Musée cantonal des Beaux-Arts, Lausanne, Tate Modern Lubaina Himid exhibition Touring

Magda Stawarska’s contribution to the Lubaina Himid exhibition at Tate Modern (now on tour in Lausanne) has, in her words, been pivotal. Five sound pieces thread through the show pulling and pushing the audience from scene to scene, filling the galleries and bringing the speakers into the foreground.

Magda Stawarska’s own sound-work Reduce the Time Spent Holding (2019) opens the exhibition and sets the scene for the debates around making and architecture which occupy the first room.

As the show unfolds, the collaborative work Blue Grid Test (2020) holds the space with her six-channel sound-work in conversation with Lubaina’s twenty-five metre painting which together surrounds the audience.

Old Boat New Money (2019) has at its heart the sound of the Atlantic. Her soundwork at the centre of Lubaina’s wooden structure helps to evoke the ocean itself and the boats which made endless journeys with captured Africans to the Caribbean.

In Fashionable Marriage (1987) a satire on the art world of 1980s, the music of Zanzibar plays with Handel’s Entrance of The Queen of Sheba.
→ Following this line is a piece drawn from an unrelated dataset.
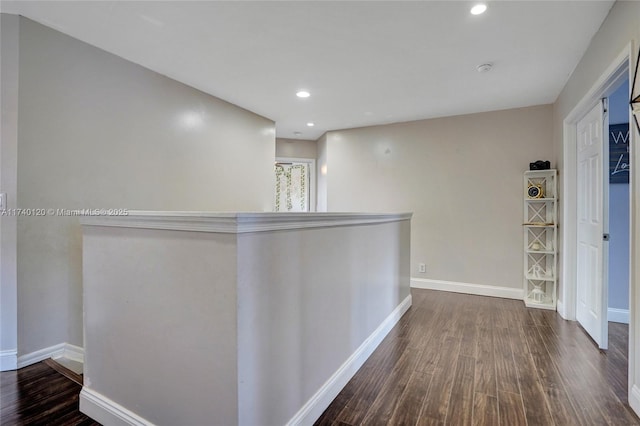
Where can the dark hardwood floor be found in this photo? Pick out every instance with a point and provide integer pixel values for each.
(41, 394)
(468, 360)
(452, 359)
Magda Stawarska -Beavan’s contribution in this case centres on making the most of the timing of the sound as it dominates and then retreats drawing audiences nearer to the action.

The audience has an opportunity to listen on headphones to the 2017 composition for the installation Naming the Money (2004) this iteration changes the emphasis of the piece, which is exhibited here without the 100 cut-outs, developing it further from the telling of slave narratives into a call to audiences to consider their futures. For Lausanne each of the 100 texts is translated into French and contained in an accompanying booklet.